# Thinning, Pruning, FIM, Topping...



## asd3reff (May 23, 2007)

I don't know 100% the difference between those techniques, but seems like all of them reffers to achieve more yeld.
   Now, i want to find out what you all growers think about these operations.
I'm in process of growing my Skunk #1 seeds ( http://www.marijuanapassion.com/forum/showthread.php?t=10942 ), and i'm in 18 day of flowering. I've been told by a friend to cut the little top of the plant, when the plant was in veg period, and after toping once, the plant started to develop 2 new tops from that place i've just cut the single top. After those 2 new tops maturized, i did top that 2 tops again, so i have 4 main tops/plant. What do you think? Is it better to do this? Only once/plant? I have read that some straing need this kind of tehnique for better yeld, some others, topping them dosen't mean i'll get better yeld if topped.

  Please ..... react


----------



## bombbudpuffa (May 23, 2007)

It could do good, it might not. I do it with some plants, not with others for no rhyme or reason. I guess if you're into cloning or height is an issue then these methods would be great. Right now i'm experimenting on a plant with super cropping. I've been breaking the stem between every node. When doing this you want to pinch with 2 fingers on opposite sides of the stem. Squeeze until you hear a snap but don't break the outside. What you'd be trying to do is break the inside walls of the stem, not the outside. So far this method is the most efficient way to increase yield imo. It's like topping without topping. When you break the stem all growth above the break stops while the bottom growth explodes! When the stem heals, 2 to 3 days in my experiences so far, top growth starts again. In ten days my stalk went from the size of a lollipop stick to the size of my pinky! My side shoots are very big and the plant is healthy as can be. I just put her on 12/12 so I guess in a few months we'll see if it helps the yield.


----------



## Dabone420 (Jun 26, 2007)

I topped my plant outside the other day and since u 2 were talkin about it i got a ? I topped it and when i did it turned purple right where i topped it, now is that normal or bad


----------



## bombbudpuffa (Jun 26, 2007)

Pics?


----------



## 420check420 (Jul 1, 2007)

ive had a similar thing happen with mine this year when topping.. the little stubby part of the stem turned a bit purple.. but the strange thing about em is the four main stems of the canopy are like a deep burgundy red.. ive never had it happen but its neat lookin.. i just got a new laptop and havent figured out how to get pics from my cam to here and im not too ambitious tonight but ill get some pics up.. its worth noting, the crazy color


----------



## Puffin Afatty (Jul 31, 2007)

I just harvested a couple Snow White from seed...these plants were very bushy, and the stretch seemed to last 6-7 weeks...I just kept tying em down to keep em outta the light...
In regeneration now, I was thinking of pruning them back a bit to increase the size of the buds...I will still tie em back to fill grow space...maybe something like a SCROG???


----------



## Flyinghigh (Jul 31, 2007)

Dabone420 said:
			
		

> I topped my plant outside the other day and since u 2 were talkin about it i got a ? I topped it and when i did it turned purple right where i topped it, now is that normal or bad


 
I would think it normal because u cut the top and I think it like bruising that area..

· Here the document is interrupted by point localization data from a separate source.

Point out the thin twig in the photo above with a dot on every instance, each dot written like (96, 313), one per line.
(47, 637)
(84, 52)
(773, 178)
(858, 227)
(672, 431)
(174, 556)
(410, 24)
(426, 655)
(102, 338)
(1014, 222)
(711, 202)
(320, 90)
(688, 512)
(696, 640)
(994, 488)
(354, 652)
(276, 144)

Like human u cut ur skin and around the skin get purpleish so I Think it Normal.. That my 2cents.


----------



## ktownlegend (Jul 31, 2007)

heres a good question for ya, what if ur trying to pinch the stalk or branch and it won't snap, honestly it will hardly flex at all, is like hard. my bushy ones in the ground i did just fine, working great. but the one on my porch won't budge, reminds me of trying to pinch a pencil with a thin rubber grip on it


----------